Jerry follows Tom onto the boat and proceeds to interfere with Tom's subsequent flirtations. On board the ship, Tom gives the Persian cat a tray of refreshments, but the mouse intends to cause trouble by booting the bench the female cat is sitting on as she begins to enjoy the refreshments on the tray. Then, when the refreshments are dumped on her (by Jerry collapsing her chair), and Tom trips and falls on her when getting a wet towel, the Persian cat gets annoyed and bangs the tray onto Tom's head so that it turns the shape of a bell.

Now the Persian cat plans on ignoring Tom, but Tom decides to certify her with something else. Just then, the second trouble Jerry is trying to give is to put a bouquet of flowers in a fire hose's water spraying space and switch on the water tap so that once Tom gives the bouquet to the female cat, she will be soaked while smelling the bouquet. After getting splashed, the furious Persian cat smacks Tom with her fist, leaving him with a hanging nose.

He dashes after the female cat down the steps at the edge of the ship, pleading for forgiveness but she seems to be paying no attention to him. Tom holds the Persian cat's hand trying a reason to get along with her but she continues to leave. Jerry then tricks Calypso cat into assaulting Tom by hitting the steel drum with a rock (Calypso cat thought Tom had kicked it). Obviously, Tom retaliates and the two start to fight each other, using the drums sticks and steel drum as weapons. Tom loses the fight when Calypso cat slams the drum onto Tom and turns him into a turtle, as Tom comes out of his shell, and Calypso cat proceeds to walk off, Tom runs around and around and spins around on his shell, and Jerry laughs and laughs himself silly, accompanied by the female cat, making Tom heartbroken.

Jerry then sets Tom's feet on fire to get his attention, and Tom, now realizing that Jerry sabotaged his potential relationship, proceeds to chase Jerry back onto the ship in a crazed fury. The ship arrives back at the dock where it had been at the start, and the chase continues on the dock.

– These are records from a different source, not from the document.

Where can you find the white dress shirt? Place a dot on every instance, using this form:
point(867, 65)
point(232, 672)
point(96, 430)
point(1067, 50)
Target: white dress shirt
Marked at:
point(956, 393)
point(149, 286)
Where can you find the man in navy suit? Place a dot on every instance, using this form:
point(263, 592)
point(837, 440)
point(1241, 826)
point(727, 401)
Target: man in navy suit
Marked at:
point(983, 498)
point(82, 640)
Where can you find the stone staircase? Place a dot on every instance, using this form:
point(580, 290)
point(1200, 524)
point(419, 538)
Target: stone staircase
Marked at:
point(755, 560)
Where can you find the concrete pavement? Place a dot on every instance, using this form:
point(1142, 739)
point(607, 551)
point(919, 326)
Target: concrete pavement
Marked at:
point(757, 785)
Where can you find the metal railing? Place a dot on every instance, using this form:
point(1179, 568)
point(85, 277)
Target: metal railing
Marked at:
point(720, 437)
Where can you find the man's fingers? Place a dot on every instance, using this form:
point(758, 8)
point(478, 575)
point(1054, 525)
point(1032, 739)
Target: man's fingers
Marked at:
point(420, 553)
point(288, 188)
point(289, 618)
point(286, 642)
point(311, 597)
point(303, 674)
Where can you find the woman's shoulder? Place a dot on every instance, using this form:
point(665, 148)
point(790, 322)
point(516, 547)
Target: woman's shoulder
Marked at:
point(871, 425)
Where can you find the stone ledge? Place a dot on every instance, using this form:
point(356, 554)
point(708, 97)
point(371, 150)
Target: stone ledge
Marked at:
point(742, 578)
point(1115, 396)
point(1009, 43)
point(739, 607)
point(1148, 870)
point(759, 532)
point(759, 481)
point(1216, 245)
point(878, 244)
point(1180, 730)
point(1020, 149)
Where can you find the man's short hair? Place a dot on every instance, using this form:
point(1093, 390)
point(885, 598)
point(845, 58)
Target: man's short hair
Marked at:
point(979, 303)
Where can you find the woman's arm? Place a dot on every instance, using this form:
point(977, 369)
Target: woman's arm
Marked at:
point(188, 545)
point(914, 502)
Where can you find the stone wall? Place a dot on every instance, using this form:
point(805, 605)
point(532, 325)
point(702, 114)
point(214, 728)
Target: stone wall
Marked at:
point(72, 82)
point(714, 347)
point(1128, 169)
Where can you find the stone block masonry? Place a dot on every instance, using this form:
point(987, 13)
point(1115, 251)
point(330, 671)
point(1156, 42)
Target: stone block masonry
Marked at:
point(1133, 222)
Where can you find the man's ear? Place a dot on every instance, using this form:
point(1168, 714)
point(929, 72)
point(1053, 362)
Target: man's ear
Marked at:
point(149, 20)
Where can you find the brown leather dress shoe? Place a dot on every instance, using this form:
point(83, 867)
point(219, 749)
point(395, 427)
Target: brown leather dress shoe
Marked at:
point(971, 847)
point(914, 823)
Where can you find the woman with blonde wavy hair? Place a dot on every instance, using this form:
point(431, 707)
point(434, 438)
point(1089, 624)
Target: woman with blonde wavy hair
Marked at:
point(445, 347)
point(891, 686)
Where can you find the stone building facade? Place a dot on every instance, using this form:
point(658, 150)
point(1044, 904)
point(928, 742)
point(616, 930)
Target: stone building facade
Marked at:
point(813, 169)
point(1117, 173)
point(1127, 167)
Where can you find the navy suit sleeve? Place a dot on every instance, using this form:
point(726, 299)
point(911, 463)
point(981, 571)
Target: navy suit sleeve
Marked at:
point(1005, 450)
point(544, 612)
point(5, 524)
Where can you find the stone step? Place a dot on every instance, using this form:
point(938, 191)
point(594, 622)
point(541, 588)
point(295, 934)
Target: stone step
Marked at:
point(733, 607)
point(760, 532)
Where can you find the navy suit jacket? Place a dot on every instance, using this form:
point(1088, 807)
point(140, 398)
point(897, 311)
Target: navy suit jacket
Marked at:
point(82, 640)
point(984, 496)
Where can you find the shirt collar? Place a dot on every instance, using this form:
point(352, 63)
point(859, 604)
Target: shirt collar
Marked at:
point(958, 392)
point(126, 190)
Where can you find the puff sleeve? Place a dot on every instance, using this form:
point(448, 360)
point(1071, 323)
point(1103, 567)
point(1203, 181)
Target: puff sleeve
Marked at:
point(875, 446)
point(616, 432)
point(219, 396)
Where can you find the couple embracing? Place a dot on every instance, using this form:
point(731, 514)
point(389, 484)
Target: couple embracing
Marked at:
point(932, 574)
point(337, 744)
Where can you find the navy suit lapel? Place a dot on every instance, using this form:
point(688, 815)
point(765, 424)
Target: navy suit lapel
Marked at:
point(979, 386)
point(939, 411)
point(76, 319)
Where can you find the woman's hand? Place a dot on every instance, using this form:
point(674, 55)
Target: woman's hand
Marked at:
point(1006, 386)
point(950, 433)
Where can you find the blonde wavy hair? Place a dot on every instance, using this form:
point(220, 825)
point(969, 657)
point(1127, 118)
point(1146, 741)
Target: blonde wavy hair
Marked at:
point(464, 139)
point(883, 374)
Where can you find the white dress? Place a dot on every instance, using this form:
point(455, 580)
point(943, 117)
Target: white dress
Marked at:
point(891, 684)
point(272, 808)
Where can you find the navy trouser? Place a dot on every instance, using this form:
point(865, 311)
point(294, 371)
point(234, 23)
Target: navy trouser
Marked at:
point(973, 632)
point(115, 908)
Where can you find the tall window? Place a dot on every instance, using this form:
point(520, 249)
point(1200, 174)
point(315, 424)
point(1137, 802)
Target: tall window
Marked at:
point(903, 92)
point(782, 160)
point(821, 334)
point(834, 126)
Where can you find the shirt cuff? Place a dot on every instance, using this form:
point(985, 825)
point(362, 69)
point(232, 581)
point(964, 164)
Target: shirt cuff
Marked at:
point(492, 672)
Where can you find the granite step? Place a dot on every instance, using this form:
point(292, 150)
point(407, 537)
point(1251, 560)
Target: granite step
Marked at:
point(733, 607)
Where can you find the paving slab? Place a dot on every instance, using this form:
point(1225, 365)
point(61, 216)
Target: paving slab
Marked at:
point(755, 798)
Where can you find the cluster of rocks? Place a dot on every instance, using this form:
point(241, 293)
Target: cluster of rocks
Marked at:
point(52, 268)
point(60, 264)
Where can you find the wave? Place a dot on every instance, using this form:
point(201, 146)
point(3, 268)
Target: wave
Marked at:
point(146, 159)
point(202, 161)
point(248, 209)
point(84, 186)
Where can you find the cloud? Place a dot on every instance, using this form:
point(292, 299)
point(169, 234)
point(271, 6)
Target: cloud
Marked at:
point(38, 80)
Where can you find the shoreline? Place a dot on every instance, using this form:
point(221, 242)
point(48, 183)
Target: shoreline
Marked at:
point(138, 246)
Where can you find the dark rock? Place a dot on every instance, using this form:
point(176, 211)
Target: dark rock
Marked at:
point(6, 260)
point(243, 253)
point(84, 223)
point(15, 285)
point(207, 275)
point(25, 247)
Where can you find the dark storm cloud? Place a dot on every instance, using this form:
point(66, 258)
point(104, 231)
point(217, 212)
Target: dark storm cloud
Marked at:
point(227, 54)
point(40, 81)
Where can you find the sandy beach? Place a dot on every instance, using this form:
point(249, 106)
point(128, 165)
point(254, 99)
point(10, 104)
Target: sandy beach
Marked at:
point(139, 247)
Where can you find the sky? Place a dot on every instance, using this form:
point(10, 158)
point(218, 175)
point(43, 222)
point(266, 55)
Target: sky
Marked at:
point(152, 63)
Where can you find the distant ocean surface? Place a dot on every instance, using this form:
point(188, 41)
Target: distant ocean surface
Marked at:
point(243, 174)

Despite being chased by Tom, Jerry is smiling through the camera for the closing as if it was all worth it.

==Production==
In scoring the Tom and Jerry series, upcoming composer Steven Konichek "found a way forwards" through "avoiding old-style chase music" and "concentrating on atmospheric underscoring" in the Deitch shorts; his cues in this particular cartoon have been described as "dissonantly jazzy".